Jeff’s advice: Don’t stop building while you fundraise.
Learn something from every conversation you have — even if you don’t agree in the moment, the interstitial knowledge gained will inform future perspectives and solutions to problems you didn’t yet realize existed. Don’t stop building while fundraising. If you halt everything to raise, it will re-prioritize the company and culture for the worse. It’s better to give yourself enough time to raise that you can keep the momentum of building and shipping product.
Chris Kemper founded Palmetto, a marketplace for clean energy solutions. He raised $6M in funding in September 2018.
Chris’ advice: Founder conviction closes rounds.
The key to raising a seed round is ‘you’ — the founder. It’s less about product, marketshare, sales, etc. It comes down to your character and your conviction in the company’s mission. Are you willing to do what it takes to overcome all obstacles and are you going to be relentlessly pursuing your company’s mission? If the answer is ‘yes’ and your prospective seed investors are also convinced, then you have a shot at taking off. But, remember, that’s only the beginning.
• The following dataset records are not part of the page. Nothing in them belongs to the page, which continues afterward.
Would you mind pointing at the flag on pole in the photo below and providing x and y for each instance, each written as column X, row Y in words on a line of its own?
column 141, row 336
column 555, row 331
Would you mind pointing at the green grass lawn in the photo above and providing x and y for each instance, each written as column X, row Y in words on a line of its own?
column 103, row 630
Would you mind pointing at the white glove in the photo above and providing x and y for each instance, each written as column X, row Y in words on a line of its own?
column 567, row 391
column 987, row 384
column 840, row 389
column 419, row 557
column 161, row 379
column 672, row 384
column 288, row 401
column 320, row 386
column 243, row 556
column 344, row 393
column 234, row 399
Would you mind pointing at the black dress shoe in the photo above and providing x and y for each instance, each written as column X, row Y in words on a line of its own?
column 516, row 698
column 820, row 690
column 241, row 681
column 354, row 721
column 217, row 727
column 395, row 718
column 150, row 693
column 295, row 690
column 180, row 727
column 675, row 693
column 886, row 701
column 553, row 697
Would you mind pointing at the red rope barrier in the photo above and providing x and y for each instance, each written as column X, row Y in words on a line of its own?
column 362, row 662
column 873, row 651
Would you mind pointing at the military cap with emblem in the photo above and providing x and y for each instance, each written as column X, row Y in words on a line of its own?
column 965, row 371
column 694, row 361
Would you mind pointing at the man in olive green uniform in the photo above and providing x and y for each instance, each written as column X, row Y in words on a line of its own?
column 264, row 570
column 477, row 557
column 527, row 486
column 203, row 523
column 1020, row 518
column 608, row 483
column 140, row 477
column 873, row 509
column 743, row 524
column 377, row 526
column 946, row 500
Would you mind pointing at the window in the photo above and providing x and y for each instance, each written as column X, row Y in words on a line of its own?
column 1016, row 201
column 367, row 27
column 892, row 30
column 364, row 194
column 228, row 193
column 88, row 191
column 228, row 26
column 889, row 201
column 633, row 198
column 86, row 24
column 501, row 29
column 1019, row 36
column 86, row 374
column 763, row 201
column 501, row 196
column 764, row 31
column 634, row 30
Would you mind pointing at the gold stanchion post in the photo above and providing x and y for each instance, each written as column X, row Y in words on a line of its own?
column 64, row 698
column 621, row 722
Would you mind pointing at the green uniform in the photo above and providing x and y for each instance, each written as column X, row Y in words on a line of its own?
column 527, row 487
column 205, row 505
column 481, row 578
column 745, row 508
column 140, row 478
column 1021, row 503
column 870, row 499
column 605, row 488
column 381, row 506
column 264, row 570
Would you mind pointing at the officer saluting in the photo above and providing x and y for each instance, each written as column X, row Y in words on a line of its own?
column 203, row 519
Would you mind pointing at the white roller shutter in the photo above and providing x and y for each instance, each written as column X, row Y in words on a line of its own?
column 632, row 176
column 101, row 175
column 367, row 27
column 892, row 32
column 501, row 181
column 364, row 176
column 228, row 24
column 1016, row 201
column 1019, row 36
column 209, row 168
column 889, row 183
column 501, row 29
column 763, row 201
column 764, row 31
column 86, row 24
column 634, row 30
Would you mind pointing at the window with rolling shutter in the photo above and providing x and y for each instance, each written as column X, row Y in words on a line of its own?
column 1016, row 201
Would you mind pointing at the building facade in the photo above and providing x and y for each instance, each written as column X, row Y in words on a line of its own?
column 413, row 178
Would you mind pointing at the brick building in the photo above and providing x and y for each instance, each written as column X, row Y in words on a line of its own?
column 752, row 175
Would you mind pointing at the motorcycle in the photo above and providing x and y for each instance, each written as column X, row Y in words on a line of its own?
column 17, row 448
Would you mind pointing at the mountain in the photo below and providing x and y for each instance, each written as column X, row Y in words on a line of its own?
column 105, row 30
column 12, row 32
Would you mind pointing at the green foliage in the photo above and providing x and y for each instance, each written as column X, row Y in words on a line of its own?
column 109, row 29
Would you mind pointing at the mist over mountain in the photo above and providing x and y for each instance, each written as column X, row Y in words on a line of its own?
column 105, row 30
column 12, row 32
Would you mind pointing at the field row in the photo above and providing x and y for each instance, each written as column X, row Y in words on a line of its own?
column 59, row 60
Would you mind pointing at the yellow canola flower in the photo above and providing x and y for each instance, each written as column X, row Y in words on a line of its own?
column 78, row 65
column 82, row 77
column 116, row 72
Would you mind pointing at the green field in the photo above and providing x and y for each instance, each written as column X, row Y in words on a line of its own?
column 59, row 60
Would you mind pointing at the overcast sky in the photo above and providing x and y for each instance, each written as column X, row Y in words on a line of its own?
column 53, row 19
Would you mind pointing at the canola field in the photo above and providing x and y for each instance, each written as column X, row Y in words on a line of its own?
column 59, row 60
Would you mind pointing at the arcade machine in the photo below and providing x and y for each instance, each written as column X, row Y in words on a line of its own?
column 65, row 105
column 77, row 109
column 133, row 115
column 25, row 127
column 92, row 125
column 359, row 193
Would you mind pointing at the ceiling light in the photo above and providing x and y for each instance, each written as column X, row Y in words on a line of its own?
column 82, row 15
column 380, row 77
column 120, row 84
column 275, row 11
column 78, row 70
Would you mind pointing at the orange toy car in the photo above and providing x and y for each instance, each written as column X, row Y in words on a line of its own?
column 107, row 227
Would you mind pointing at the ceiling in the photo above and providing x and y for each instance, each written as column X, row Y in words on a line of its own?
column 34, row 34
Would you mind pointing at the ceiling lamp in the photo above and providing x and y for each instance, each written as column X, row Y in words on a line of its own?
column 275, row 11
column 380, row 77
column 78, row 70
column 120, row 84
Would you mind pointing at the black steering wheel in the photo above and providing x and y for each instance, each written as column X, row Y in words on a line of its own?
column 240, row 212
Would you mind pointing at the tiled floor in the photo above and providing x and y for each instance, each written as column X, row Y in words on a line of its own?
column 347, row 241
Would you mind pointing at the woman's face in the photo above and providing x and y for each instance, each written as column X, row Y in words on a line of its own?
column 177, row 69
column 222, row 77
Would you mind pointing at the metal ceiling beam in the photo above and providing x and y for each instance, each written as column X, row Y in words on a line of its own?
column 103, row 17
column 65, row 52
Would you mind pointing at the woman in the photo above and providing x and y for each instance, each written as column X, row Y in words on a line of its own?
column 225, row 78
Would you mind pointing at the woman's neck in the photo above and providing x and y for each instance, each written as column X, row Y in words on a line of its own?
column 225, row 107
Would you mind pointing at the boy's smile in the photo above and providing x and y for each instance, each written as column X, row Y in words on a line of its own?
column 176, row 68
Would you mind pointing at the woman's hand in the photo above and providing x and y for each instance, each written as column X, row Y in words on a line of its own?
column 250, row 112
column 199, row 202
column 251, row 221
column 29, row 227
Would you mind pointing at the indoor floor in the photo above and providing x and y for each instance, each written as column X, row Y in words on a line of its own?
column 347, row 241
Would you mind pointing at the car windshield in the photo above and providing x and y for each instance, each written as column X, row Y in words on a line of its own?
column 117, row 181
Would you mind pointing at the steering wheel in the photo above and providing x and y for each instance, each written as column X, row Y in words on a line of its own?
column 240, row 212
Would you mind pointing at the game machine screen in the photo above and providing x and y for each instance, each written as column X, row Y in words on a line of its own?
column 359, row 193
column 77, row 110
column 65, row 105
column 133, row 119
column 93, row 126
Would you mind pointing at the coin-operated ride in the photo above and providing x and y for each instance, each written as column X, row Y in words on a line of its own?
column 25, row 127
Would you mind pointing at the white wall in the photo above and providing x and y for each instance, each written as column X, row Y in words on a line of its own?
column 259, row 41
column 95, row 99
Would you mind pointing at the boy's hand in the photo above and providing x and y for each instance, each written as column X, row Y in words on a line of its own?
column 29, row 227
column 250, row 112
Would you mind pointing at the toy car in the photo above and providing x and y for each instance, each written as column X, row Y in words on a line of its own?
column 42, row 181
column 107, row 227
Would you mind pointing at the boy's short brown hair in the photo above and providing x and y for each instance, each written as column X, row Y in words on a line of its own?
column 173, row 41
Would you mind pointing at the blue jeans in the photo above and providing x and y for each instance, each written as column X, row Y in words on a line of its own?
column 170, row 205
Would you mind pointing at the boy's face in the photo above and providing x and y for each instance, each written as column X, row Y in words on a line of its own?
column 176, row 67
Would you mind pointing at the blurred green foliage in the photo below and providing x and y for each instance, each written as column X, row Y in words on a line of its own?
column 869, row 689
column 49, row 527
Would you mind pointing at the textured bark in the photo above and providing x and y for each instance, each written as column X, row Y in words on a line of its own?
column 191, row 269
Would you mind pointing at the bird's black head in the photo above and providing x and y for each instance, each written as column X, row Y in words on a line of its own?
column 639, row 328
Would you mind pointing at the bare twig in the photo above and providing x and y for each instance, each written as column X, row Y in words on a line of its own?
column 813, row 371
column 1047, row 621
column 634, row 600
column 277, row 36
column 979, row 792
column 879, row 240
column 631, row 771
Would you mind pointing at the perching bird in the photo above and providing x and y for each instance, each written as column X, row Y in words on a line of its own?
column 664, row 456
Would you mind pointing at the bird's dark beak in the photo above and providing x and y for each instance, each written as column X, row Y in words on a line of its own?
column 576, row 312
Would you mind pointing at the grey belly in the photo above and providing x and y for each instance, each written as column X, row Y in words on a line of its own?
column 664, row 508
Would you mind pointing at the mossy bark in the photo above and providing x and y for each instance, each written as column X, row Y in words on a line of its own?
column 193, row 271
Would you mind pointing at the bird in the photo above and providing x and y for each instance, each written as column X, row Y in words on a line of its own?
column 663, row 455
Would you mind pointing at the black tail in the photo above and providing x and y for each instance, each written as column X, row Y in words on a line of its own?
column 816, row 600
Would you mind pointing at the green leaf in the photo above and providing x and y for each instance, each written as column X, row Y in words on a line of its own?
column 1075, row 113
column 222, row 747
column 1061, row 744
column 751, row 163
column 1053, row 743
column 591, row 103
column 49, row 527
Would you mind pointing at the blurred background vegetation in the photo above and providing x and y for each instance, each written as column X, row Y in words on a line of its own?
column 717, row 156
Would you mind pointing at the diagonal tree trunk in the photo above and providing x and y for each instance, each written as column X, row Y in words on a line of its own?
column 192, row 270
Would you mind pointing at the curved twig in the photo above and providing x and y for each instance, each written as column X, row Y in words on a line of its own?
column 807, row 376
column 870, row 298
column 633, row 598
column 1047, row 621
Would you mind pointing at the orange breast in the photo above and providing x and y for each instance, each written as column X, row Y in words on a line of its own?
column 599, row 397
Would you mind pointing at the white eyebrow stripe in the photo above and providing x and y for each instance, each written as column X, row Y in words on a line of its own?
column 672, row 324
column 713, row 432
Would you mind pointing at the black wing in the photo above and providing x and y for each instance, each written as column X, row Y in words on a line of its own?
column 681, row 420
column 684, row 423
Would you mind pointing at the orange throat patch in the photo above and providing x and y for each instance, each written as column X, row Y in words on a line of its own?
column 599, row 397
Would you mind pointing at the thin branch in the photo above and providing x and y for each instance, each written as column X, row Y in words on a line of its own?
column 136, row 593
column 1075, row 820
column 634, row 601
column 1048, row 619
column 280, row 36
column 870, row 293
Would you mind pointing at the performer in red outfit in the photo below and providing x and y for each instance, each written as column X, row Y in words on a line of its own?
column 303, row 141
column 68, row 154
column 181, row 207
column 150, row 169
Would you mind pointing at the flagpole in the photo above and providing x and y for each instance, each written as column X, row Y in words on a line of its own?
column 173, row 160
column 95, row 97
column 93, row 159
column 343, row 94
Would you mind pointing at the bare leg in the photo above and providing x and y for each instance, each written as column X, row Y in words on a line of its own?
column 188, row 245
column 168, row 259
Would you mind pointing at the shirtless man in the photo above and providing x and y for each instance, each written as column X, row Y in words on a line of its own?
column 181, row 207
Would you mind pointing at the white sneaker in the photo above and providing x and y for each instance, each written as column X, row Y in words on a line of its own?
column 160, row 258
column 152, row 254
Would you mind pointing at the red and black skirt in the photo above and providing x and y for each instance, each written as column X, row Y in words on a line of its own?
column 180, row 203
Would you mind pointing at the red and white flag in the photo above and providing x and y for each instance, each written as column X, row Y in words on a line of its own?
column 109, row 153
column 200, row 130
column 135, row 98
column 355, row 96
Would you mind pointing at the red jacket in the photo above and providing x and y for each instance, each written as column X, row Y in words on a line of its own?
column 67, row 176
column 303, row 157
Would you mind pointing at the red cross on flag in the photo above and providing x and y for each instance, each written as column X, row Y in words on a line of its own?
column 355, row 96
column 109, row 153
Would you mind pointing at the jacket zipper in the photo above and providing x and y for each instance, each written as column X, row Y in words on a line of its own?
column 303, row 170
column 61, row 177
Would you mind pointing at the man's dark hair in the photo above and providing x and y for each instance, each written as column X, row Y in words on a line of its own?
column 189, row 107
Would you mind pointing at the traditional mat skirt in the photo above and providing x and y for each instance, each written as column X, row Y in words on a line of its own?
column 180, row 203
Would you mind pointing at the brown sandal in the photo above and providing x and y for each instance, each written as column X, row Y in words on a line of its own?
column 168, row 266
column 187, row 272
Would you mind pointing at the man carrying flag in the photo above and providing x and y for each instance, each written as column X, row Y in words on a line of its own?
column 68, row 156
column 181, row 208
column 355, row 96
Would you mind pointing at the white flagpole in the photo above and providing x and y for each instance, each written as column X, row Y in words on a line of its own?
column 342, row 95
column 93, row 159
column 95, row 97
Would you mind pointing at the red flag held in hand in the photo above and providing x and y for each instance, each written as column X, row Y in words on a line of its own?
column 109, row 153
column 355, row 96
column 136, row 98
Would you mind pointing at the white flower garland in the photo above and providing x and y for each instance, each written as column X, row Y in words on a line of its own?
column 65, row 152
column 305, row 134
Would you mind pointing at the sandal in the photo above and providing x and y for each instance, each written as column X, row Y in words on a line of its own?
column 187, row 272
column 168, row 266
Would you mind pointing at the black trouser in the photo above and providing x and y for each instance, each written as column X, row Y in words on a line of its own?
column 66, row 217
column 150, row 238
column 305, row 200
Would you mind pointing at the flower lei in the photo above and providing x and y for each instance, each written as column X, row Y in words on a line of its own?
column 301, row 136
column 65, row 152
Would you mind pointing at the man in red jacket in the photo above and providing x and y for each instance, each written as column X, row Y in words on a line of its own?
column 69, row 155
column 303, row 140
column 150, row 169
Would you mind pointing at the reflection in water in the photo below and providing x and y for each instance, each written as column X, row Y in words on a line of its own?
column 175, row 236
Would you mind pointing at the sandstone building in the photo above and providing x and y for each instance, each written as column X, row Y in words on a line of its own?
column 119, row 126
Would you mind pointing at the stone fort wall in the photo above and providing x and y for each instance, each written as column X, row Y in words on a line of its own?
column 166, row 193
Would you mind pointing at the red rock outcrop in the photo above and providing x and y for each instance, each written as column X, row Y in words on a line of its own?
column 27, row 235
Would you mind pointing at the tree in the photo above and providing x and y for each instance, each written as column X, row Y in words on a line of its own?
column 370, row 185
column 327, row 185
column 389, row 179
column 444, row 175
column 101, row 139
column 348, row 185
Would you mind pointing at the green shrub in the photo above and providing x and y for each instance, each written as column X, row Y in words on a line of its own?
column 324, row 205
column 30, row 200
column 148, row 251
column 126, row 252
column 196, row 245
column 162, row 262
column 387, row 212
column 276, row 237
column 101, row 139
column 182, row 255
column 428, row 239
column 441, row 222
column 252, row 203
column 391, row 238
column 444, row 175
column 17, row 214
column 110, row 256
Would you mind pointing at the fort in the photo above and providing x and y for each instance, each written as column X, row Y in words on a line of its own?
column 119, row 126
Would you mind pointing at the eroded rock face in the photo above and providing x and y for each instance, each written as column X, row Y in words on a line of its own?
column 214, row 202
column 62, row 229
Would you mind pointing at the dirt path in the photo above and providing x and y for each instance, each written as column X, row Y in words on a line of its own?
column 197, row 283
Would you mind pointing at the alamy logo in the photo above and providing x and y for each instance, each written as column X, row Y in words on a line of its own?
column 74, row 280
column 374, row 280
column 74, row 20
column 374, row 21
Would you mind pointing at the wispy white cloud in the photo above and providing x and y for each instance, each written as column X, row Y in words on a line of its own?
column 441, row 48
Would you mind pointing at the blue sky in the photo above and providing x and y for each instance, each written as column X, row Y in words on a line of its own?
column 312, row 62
Andrea Hippeau, LH Principal, supports portfolio companies including MIRROR, Vangst, LeafLink, and Heyday.
Her advice: Get to know who you’re pitching.
It is really important to do your homework before you pitch a certain VC — not only on that specific fund’s strategy, also check out the Twitter feed, Medium posts, and digital presence of the specific investment team member you’re pitching. It will go a long way to tweak your conversation to that individual. Also, don’t forget to ask questions at the end of the pitch — VCs should be pitching you as much as you are pitching them!
Julian Moncada, LH Senior Associate, supports portfolio companies like Block Renovation, Casa, Opentrons, and Drift.
His advice: Pitch big picture but show present proof points.
Early-stage investors are both looking to buy into the vision for what your company could become and evaluate what you’ve done to get you where you are today. This starts by discussing both the long-term vision you have for your company, the market, and the broader technology landscape.
One way to think about it is that when investors discuss your vision they’re evaluating the big opportunity, when they discuss the details of the present they’re evaluating the risk associated with that opportunity. Tactically, that means you should ensure you spend effort on preparing materials that cover these two things (financial models, projections, market analysis, etc) and also ensure that you budget time to cover these in your discussions with VC’s.